O estudo sugere que certos acontecimentos que impõem estresse sobre os morcegos — tais como a presença em mercados de animais, os efeitos de outras doenças e possivelmente a perda de habitat — podem influenciar no movimento da passagem do coronavírus para outras espécies. “Quando um morcego experiencia tensão em seu sistema imunológico, ele interrompe esse equilíbrio entre seu sistema imunológico e o vírus, e isso permite que o vírus se multiplique”, diz Misra. A pesquisa foi conduzida no no Centro Internacional de Vacinas (VIDO-InterVac) da USask.
Vac Darryl Falzarano, cientista da VIDO-Inter que co-liderou o estudo de morcegos, também desenvolveu o primeiro tratamento potencial para os coronavírus MERS-COV, causador da MERS. “Nós observamos que o coronavírus da MERS pode rapidamente se adaptar a um nicho particular. Apesar de não entendermos completamente o que está acontecendo, isso demonstra como essas viroses por coronavírus estão aptas a saltarem de espécies para espécies sem esforços”, diz, Falzarano também lidera os esforços dos pesquisadores ligados à VIDO-InterVac para desenvolver uma vacina contra COVID-19. Não existe vacina nem para SARS-CoV-2 nem para a MERS.

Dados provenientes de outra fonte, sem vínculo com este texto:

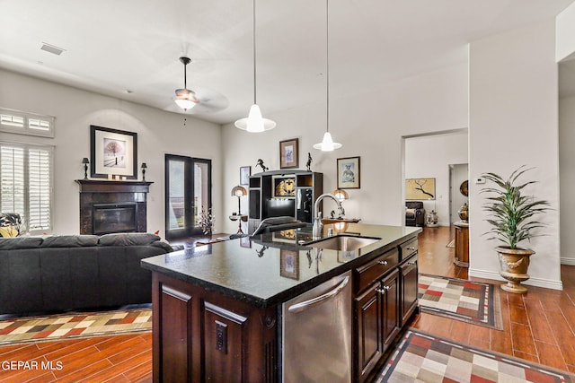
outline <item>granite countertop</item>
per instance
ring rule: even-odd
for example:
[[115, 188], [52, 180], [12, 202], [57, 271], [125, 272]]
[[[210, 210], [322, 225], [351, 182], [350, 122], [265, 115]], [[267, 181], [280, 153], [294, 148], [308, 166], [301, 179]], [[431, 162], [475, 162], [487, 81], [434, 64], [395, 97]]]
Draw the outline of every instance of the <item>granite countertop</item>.
[[[324, 225], [323, 232], [332, 225]], [[266, 308], [358, 266], [420, 228], [349, 223], [340, 235], [381, 239], [355, 251], [319, 249], [311, 228], [276, 231], [174, 251], [142, 259], [142, 267]]]

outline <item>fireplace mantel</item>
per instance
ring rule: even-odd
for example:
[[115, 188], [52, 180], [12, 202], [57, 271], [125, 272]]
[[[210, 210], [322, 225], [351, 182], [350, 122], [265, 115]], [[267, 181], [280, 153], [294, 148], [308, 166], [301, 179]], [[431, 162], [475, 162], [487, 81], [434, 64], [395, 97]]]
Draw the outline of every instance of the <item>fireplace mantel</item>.
[[80, 193], [148, 193], [147, 181], [111, 181], [107, 179], [76, 179]]
[[146, 194], [154, 182], [108, 179], [75, 179], [75, 182], [80, 187], [80, 234], [94, 234], [93, 206], [102, 204], [135, 204], [136, 230], [146, 231]]

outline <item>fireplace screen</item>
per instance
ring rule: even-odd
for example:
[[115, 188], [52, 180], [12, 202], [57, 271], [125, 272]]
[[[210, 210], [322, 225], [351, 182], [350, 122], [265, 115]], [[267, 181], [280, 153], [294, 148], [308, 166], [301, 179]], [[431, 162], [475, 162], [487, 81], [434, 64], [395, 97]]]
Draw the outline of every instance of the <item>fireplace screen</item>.
[[94, 234], [133, 232], [137, 230], [137, 204], [98, 204], [93, 205]]

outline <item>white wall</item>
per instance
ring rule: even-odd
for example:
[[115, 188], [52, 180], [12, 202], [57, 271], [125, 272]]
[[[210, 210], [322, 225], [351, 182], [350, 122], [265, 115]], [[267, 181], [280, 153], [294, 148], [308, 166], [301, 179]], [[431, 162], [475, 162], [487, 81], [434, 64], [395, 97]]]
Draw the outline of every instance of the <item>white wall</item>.
[[561, 261], [575, 265], [575, 97], [559, 100], [559, 162], [561, 177]]
[[557, 15], [555, 30], [555, 61], [559, 62], [575, 52], [575, 3]]
[[435, 201], [423, 201], [426, 213], [435, 210], [440, 226], [449, 226], [449, 165], [467, 163], [467, 130], [405, 140], [405, 178], [435, 178]]
[[[305, 168], [311, 152], [312, 170], [323, 173], [324, 192], [336, 188], [338, 158], [361, 157], [361, 187], [348, 190], [349, 199], [344, 204], [348, 217], [366, 223], [403, 223], [402, 137], [467, 126], [466, 65], [397, 81], [362, 95], [345, 97], [345, 92], [336, 91], [332, 94], [342, 96], [330, 97], [330, 132], [343, 144], [332, 152], [312, 148], [325, 132], [323, 100], [274, 116], [262, 109], [264, 117], [278, 123], [275, 129], [262, 134], [240, 131], [232, 124], [224, 126], [223, 150], [232, 153], [224, 163], [224, 204], [228, 213], [237, 209], [237, 200], [229, 191], [239, 182], [239, 167], [251, 165], [255, 172], [253, 166], [261, 158], [270, 170], [279, 170], [279, 141], [298, 137], [299, 168]], [[330, 204], [324, 204], [326, 211], [332, 209]], [[247, 198], [242, 209], [247, 211]], [[236, 224], [229, 222], [226, 231], [235, 230]]]
[[[0, 107], [56, 117], [56, 137], [2, 134], [3, 141], [55, 146], [53, 232], [79, 232], [79, 191], [84, 157], [90, 157], [90, 125], [137, 133], [138, 163], [146, 162], [150, 187], [147, 231], [164, 235], [164, 155], [181, 154], [212, 160], [213, 205], [221, 206], [221, 126], [111, 97], [0, 70]], [[169, 95], [166, 100], [169, 100]], [[33, 106], [31, 109], [30, 106]], [[139, 171], [139, 170], [138, 170]], [[138, 174], [141, 178], [141, 174]], [[222, 211], [216, 228], [224, 222]], [[227, 215], [226, 215], [227, 219]]]
[[[507, 177], [526, 164], [539, 181], [526, 191], [554, 210], [540, 221], [544, 237], [524, 245], [531, 257], [526, 284], [562, 288], [559, 253], [558, 86], [553, 21], [492, 36], [470, 46], [470, 177], [491, 171]], [[470, 183], [471, 276], [501, 279], [482, 211], [481, 185]]]

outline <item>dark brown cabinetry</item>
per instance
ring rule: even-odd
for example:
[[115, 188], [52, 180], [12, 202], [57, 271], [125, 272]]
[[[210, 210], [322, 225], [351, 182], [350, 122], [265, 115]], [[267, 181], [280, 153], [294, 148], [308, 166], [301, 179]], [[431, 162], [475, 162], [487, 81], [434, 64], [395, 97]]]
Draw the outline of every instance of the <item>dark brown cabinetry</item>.
[[276, 382], [276, 311], [154, 273], [155, 382]]
[[417, 244], [402, 243], [355, 270], [354, 381], [371, 377], [417, 308]]

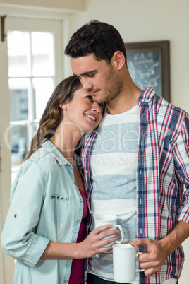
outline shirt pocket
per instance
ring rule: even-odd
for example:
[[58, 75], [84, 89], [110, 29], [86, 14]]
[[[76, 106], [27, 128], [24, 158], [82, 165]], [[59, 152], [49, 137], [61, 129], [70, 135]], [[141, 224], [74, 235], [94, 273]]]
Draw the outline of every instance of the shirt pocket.
[[59, 194], [51, 196], [51, 215], [54, 223], [64, 222], [69, 197]]

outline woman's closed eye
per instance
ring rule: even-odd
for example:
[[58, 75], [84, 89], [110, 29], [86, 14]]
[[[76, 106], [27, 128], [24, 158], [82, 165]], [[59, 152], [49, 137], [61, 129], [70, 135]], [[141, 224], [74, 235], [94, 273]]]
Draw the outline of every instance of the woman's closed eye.
[[87, 99], [89, 99], [91, 101], [91, 102], [94, 102], [94, 100], [93, 100], [93, 98], [92, 98], [92, 95], [87, 95], [85, 97]]

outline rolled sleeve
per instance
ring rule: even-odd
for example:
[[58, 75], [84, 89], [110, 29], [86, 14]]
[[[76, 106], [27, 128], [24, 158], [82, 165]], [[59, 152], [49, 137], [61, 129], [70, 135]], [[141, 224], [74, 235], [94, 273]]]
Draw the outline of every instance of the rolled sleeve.
[[36, 234], [44, 191], [43, 173], [37, 162], [25, 161], [11, 190], [11, 206], [1, 235], [4, 252], [33, 266], [49, 240]]
[[180, 182], [185, 184], [178, 221], [189, 223], [189, 122], [187, 116], [173, 148], [175, 169]]

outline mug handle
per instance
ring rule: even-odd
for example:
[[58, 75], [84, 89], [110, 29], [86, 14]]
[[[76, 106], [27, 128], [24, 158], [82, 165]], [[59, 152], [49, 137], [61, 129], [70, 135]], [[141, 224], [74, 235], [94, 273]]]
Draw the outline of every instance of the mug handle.
[[125, 235], [124, 235], [124, 232], [123, 232], [123, 230], [122, 227], [121, 226], [121, 225], [116, 225], [114, 227], [117, 227], [119, 229], [120, 232], [121, 232], [121, 240], [117, 240], [117, 241], [116, 241], [115, 242], [116, 242], [116, 244], [121, 244], [121, 243], [123, 242], [124, 237], [125, 237]]
[[[138, 257], [139, 256], [139, 254], [143, 254], [142, 252], [138, 252], [136, 254], [136, 257]], [[138, 269], [136, 268], [135, 271], [136, 272], [140, 272], [140, 271], [145, 271], [145, 269]]]

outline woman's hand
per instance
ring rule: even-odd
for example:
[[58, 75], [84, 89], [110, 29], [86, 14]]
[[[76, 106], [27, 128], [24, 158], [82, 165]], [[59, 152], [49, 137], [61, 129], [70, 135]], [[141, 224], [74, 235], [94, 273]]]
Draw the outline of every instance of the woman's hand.
[[[92, 231], [84, 241], [77, 244], [78, 258], [85, 259], [87, 257], [94, 256], [95, 254], [102, 252], [111, 251], [112, 245], [103, 247], [109, 244], [114, 243], [119, 238], [117, 235], [119, 231], [118, 230], [109, 230], [111, 227], [112, 225], [111, 224], [98, 227], [97, 229]], [[109, 239], [102, 239], [106, 237], [114, 235], [116, 235], [116, 236]]]

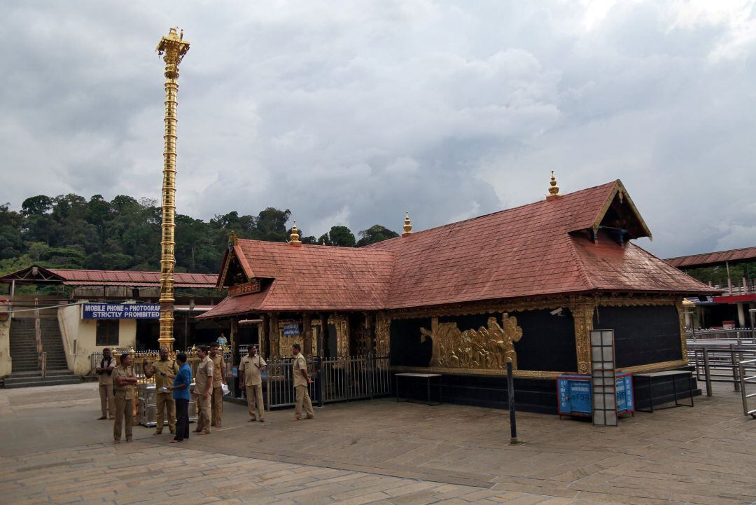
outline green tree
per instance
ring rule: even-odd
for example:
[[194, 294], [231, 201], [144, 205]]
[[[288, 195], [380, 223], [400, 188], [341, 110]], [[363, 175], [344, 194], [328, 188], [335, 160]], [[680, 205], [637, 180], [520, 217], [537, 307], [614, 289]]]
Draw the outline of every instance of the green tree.
[[31, 197], [21, 203], [21, 214], [35, 215], [47, 214], [52, 210], [53, 200], [43, 194]]
[[[322, 237], [321, 237], [322, 238]], [[333, 226], [328, 232], [328, 245], [339, 247], [354, 247], [355, 235], [345, 226]]]
[[287, 234], [286, 224], [291, 216], [291, 211], [279, 210], [268, 207], [261, 211], [257, 216], [256, 236], [259, 240], [270, 242], [286, 242], [289, 240]]
[[367, 230], [361, 231], [359, 235], [360, 240], [357, 241], [358, 247], [367, 246], [369, 243], [381, 242], [382, 240], [386, 240], [389, 238], [395, 238], [398, 237], [399, 234], [389, 230], [385, 226], [373, 225]]

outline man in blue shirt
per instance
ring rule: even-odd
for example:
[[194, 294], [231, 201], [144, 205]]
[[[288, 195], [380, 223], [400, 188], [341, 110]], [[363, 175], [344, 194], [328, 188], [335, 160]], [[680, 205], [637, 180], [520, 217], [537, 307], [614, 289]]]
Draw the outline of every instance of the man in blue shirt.
[[178, 373], [170, 373], [168, 376], [173, 378], [173, 386], [168, 389], [173, 392], [173, 399], [176, 404], [176, 436], [171, 441], [172, 444], [180, 442], [189, 438], [189, 389], [191, 385], [191, 368], [187, 364], [187, 355], [183, 352], [176, 355], [176, 362], [178, 364]]

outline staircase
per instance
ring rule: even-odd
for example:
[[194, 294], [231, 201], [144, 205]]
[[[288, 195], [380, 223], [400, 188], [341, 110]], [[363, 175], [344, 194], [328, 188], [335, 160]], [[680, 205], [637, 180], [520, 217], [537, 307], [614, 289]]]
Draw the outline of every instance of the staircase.
[[81, 378], [68, 369], [63, 337], [57, 318], [40, 318], [42, 350], [47, 353], [46, 376], [42, 376], [37, 356], [34, 318], [14, 318], [11, 321], [11, 358], [13, 368], [3, 386], [23, 388], [34, 386], [78, 384]]

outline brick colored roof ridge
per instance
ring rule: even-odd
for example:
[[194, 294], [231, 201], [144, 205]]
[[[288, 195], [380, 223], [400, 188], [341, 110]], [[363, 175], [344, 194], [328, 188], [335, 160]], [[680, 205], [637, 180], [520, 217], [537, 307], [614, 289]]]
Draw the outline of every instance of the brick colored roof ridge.
[[[160, 271], [149, 270], [97, 270], [96, 268], [48, 268], [51, 272], [98, 272], [107, 274], [150, 274], [151, 275], [160, 275]], [[196, 272], [174, 272], [174, 275], [190, 275], [192, 277], [211, 276], [216, 277], [218, 274], [198, 274]]]
[[[669, 271], [671, 273], [673, 272], [673, 271], [674, 272], [680, 271], [677, 268], [675, 268], [674, 266], [673, 266], [673, 265], [670, 265], [669, 263], [668, 263], [667, 260], [662, 259], [661, 258], [659, 258], [656, 255], [653, 254], [652, 253], [649, 253], [649, 251], [647, 251], [645, 248], [641, 247], [640, 246], [639, 246], [637, 244], [635, 244], [635, 243], [634, 243], [633, 246], [635, 246], [635, 247], [637, 247], [637, 249], [640, 249], [641, 251], [643, 251], [644, 254], [646, 254], [646, 255], [651, 256], [652, 258], [653, 258], [654, 259], [660, 262], [660, 268], [663, 268], [664, 270], [668, 271], [667, 269], [668, 268], [671, 269], [671, 270], [668, 270], [668, 271]], [[683, 272], [683, 274], [684, 274], [684, 272]], [[712, 292], [712, 293], [714, 292], [714, 291], [716, 291], [717, 293], [720, 293], [720, 290], [714, 290], [711, 286], [709, 286], [708, 284], [707, 284], [706, 283], [702, 282], [702, 281], [699, 280], [698, 279], [696, 279], [694, 277], [688, 275], [687, 274], [685, 274], [685, 275], [687, 277], [689, 277], [691, 280], [692, 280], [693, 282], [695, 282], [695, 283], [698, 283], [699, 285], [700, 285], [702, 290], [708, 290], [708, 291], [710, 291], [710, 292]]]
[[578, 249], [575, 249], [575, 241], [569, 234], [565, 234], [565, 240], [567, 240], [567, 246], [569, 248], [570, 254], [575, 259], [575, 262], [578, 265], [578, 270], [580, 272], [580, 276], [585, 283], [585, 289], [595, 289], [596, 286], [591, 282], [590, 277], [588, 275], [588, 268], [586, 267], [583, 258], [578, 253]]
[[[606, 187], [607, 189], [609, 189], [609, 190], [611, 191], [611, 189], [613, 189], [615, 184], [616, 184], [618, 182], [620, 182], [619, 179], [616, 179], [616, 180], [612, 181], [610, 182], [605, 182], [604, 184], [596, 184], [596, 186], [591, 186], [590, 187], [585, 187], [585, 188], [583, 188], [583, 189], [581, 189], [581, 190], [578, 190], [577, 191], [573, 191], [572, 193], [565, 193], [565, 194], [564, 194], [562, 195], [560, 195], [558, 199], [556, 199], [555, 200], [552, 200], [552, 201], [561, 201], [561, 200], [565, 200], [565, 198], [567, 198], [568, 200], [570, 200], [570, 199], [572, 199], [572, 198], [573, 198], [575, 197], [580, 196], [581, 194], [582, 194], [582, 193], [587, 193], [587, 192], [589, 192], [589, 191], [593, 191], [597, 190], [599, 188], [603, 188], [604, 187]], [[609, 197], [609, 192], [607, 192], [607, 194], [606, 194], [607, 198]], [[569, 198], [568, 198], [568, 197], [569, 197]], [[523, 209], [525, 207], [528, 207], [528, 206], [531, 206], [543, 205], [543, 204], [550, 203], [551, 202], [547, 202], [545, 200], [545, 198], [544, 198], [544, 199], [539, 200], [535, 201], [535, 202], [531, 202], [530, 203], [524, 203], [522, 205], [519, 205], [516, 207], [510, 207], [509, 209], [502, 209], [501, 210], [497, 210], [495, 212], [488, 212], [488, 214], [483, 214], [482, 215], [476, 215], [476, 216], [472, 217], [472, 218], [468, 218], [467, 219], [462, 219], [460, 221], [454, 221], [454, 222], [452, 222], [451, 223], [446, 223], [445, 225], [439, 225], [438, 226], [434, 226], [433, 228], [426, 228], [425, 230], [419, 230], [417, 231], [413, 231], [412, 234], [413, 235], [418, 235], [420, 234], [423, 234], [423, 233], [426, 233], [426, 232], [429, 232], [429, 231], [433, 231], [438, 230], [438, 228], [447, 228], [447, 227], [449, 227], [449, 226], [454, 226], [455, 225], [461, 225], [463, 223], [471, 223], [472, 222], [478, 221], [479, 219], [485, 219], [485, 218], [490, 218], [490, 217], [491, 217], [493, 215], [496, 215], [497, 214], [504, 214], [504, 213], [507, 213], [507, 212], [516, 212], [518, 210], [520, 210], [520, 209]], [[593, 222], [591, 222], [590, 225], [593, 225]], [[590, 228], [590, 225], [587, 225], [587, 226], [585, 226], [584, 228]], [[574, 230], [580, 230], [580, 229], [584, 229], [584, 228], [574, 228]], [[572, 231], [574, 230], [569, 230], [569, 231]], [[367, 244], [367, 246], [362, 246], [361, 247], [358, 247], [357, 249], [380, 249], [382, 245], [387, 245], [389, 243], [393, 243], [396, 240], [401, 240], [402, 238], [407, 238], [407, 237], [401, 237], [400, 235], [399, 237], [394, 237], [393, 238], [386, 239], [386, 240], [381, 240], [380, 242], [376, 242], [375, 243], [370, 243], [370, 244]]]

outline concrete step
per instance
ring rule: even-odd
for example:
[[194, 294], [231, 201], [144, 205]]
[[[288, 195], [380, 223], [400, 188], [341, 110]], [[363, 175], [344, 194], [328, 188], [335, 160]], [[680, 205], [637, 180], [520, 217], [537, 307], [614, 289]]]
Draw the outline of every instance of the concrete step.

Até agora, o vírus SARS-CoV-2 infectou mais de 3,5 milhões de pessoas ao redor do mundo, e matou sete por cento dos infectados. Em contraste, o vírus da MERS infectou cerca de 2,500 pessoas em 2012, mas matou uma em cada três pessoas infectadas.
Um estudo de 2017, liderado pela USask, mostrou que viroses causadas por coronavírus podem persistir em seu hospedeiro morcego natural em hibernação por pelo menos quatro meses.
Quando exposto ao vírus da MERS, as células de morcego se adaptam — não por produzir proteínas causadoras de inflamações que são marcas de ficar doente, mas mantendo uma resposta antiviral natural. Já em outras espécies, incluindo em humanos, essa função deixa de funcionar. Simultaneamente, o vírus da MERS também se adapta as células do morcego hospedeiro, fazendo uma mutação muito rápida de um gene específico. Ao funcionarem juntas, essas adaptações resultam na longa permanência do vírus no morcego, numa condição de inofensibilidade. Até que alguma coisa como uma doença, ou outros fatores de tensão, perturbe esse equilíbrio.